5.3. Evaluation of Hydrogeological Parameters

Figure S3 presents the spatial distribution of the relevant parameters in the downscaled model. The comprehensive specific yield ranged from 8.0 × 10−4 to 1.0 × 10−3 in the piedmont plain gradually decreased to 4.0 × 10−5 to 1.0 × 10−4 in the coastal areas, and the intermountain basins had the smallest comprehensive specific yield of less than 4.0 × 10−5. This paper compares the parameters results with previous studies. Previous research has shown that the specific yield of shallow aquifers in the plain area of the study area is between 0.025 and 0.29, the storage coefficient in the deep aquifers decreases from 1.0 × 10−3 to 8.0 × 10−3 in alluvial plains to 4.0 × 10−4 to 5.0 × 10−4 in coastal plains, and the average storage coefficient of deep aquifers is 0.00125, approximately 2% of that of the shallow aquifer area-weighted specific yield (0.075) [22,47,50,59]. Shao et al. [59] determined that the specific yield of the aquifer exhibits a downward trend from the piedmont alluvial plain to both sides of the river valley, that the specific yield ranges from 0.03 to 0.23, and that the order of magnitude of the storage coefficient in the confined layer is 10−4–10−6. Li et al. [52] calculated specific yield ranging from 0.025 to 0.2 and storage coefficients in the confined layer ranging from 2.7 × 10−5 to 2.3 × 10−4, which were provided in the numerical simulation. The model simulated the comprehensive changes of phreatic and confined aquifer. Thus, we redefined traditional specific yield as comprehensive specific yield in this study, as mentioned above. We found that our optimized storage coefficient has the same order of magnitude as the elastic storage coefficient of confined water. The groundwater exploitation in the study area is dominated by deep confined water. Therefore, we think the optimized comprehensive water supply is reasonable.
The precipitation infiltration coefficients in the study area ranged from 0.02 to 0.30. The precipitation infiltration coefficients were greater than 0.2 for the piedmont plains, between 0.05 and 0.2 for the central and eastern plains, and less than 0.03 for the mountainous and coastal plains. This result is similar to the parameters of the plain area optimized by Li et al. [52], which was spatially distributed within the range of 0.17 to 0.25. The evapotranspiration coefficient ranged from 0.03 to 0.66. The evapotranspiration coefficients were greater than 0.50 in the piedmont plains—less than 0.1 in most areas of the intermountain basin, 0.1–0.25 in the coastal areas, and 0.25–0.5 in most of the central and eastern plains, which is consistent with the parameters in the Handbook of Hydrogeology [70].

5.4. Uncertainty Analysis

The accuracy of a model is restricted by uncertainties in climate forcing (particularly precipitation and AET) and model parameters as well as deficiencies in the model structure. The MOAT method with 1000 samplings for each parameter was used to determine the sensitivity of the model to the aquifer parameters. As shown in Figure S4, the hydraulic gradient coefficient and comprehensive specific yield for the porous aquifer had the highest degrees of sensitivity. The parameter with the lowest degree of sensitivity was transmissivity. Given that precipitation and evapotranspiration are the main forcing data of the model, 12 scenarios with different precipitation and AET data inputs were set to examine the influences of the model input data. Figure S5 illustrates that the GWSA trends from the twelve scenarios exhibit the same patterns over the entire area, and the maximum absolute difference in the GWS changes is less than 1 cm EWH, indicating that although there are some differences between precipitation and evapotranspiration from different data sources, the different forcing data may not have substantially influenced the groundwater storage changes. Therefore, the average groundwater storage values for the different forcing data were not further implemented.

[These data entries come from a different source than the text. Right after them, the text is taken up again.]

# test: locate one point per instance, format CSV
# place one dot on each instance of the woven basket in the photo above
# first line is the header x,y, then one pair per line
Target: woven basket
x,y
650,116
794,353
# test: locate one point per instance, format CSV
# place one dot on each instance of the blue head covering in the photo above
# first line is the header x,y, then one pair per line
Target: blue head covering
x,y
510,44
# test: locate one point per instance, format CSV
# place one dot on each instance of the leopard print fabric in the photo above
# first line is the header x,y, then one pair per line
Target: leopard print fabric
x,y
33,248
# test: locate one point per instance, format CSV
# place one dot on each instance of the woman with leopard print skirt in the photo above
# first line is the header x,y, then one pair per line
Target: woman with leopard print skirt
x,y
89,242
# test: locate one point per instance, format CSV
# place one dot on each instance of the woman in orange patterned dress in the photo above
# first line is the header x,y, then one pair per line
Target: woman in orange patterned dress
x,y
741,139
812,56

5.5. Advantages and Limitations

The groundwater storage model was established using the free GRACE data applied to improve the GWSA resolution from 1° to 0.05° and assess the groundwater storage changes at small scales in this study. This study provides a new method for the downscale study of GRACE data, which is based on the hydrological process of groundwater. This is an example of the combination of remote sensing, in situ monitoring, and hydrological models. Remote sensing data provide driving data and constraints for the model, and in situ monitoring provides an important data source for model verification. This study can provide a new idea for the combination of remote sensing data and numerical models and form an important dataset of groundwater storage changes for water resource management. However, the present study has some limitations. First, the established model considered the GRACE-derived GWSA as the fitting target; therefore, the accuracy of the GRACE-derived GWSA data also affects the accuracy of the downscaling results [71]. In this model, it is assumed that the GRACE-derived GWSA data are error free. Second, after generalizing the water balance in the study area, this study only considered groundwater storage changes driven by natural factors, such as precipitation and actual evapotranspiration. Surface water changes, such as reservoir scheduling, water transfer projects [53], and local groundwater extraction, were not fully considered in the model. Although the research results are relatively reasonable, to provide more comprehensive scientific guidance for policy making, the impact of human activities on groundwater storage changes must be considered in the model [72]. Third, comprehensive specific yield and hydraulic gradient coefficient were the most sensible variables. Whether those sensitive parameters will change with time and downscaled spatial is not discussed in this study. Furthermore, the observational data used for the evaluation were limited, and those will be the focus of future research.

6. Conclusions

Because the use of GRACE products for smaller areas is limited due to its coarse spatial resolution, this study utilizes a dynamic downscaling method to improve the GWSA resolution from 1° to 0.05° by constructing a groundwater storage numerical model with GWSA as the key variable. First, we constructed groundwater storage model and performed model calibration and validation and verified the downscaling results. Then, the downscaling results were used to evaluate the temporal and spatial changes in groundwater storage at both the regional and local scales and were compared to the groundwater level changes in different administrative regions. In addition, the model parameters and uncertainty analysis were discussed. This study demonstrates the potential of downscaling GWSA data for local-scale applications. The following conclusions were drawn from this study:
(1) The study area is divided into 1° × 1° grids with one layer in the horizontal direction, and the initial GWSA from January 2003, Dirichlet boundary, and initial parameters are given. After parameter optimization, the simulated GWSA at the spatial resolution of 1° had an average RMSE of 2.61 cm EWH and average NSE of 0.84 for the calibration period and the minimum RMSE of 1.0 cm EWH and maximum NSE of 0.83 for the validation period. The calibrated parameter distributions are consistent with those from the field investigation.
(2) The downscaled results exhibited a time series variation trend that was consistent with that of the GRACE-derived results, of which the correlation coefficient between the average GWSA within 0.05° grid and the GRACE-derived GWSA in the same 1° grid was above 0.9. The results also showed finer spatial heterogeneity. Compared to the GRACE-derived GWSA, the downscaled process increased the correlation coefficients between the GWSA and in situ measurements of the GWL by 0.06 (on average) and reduced the RMSE by 8.85% (on average).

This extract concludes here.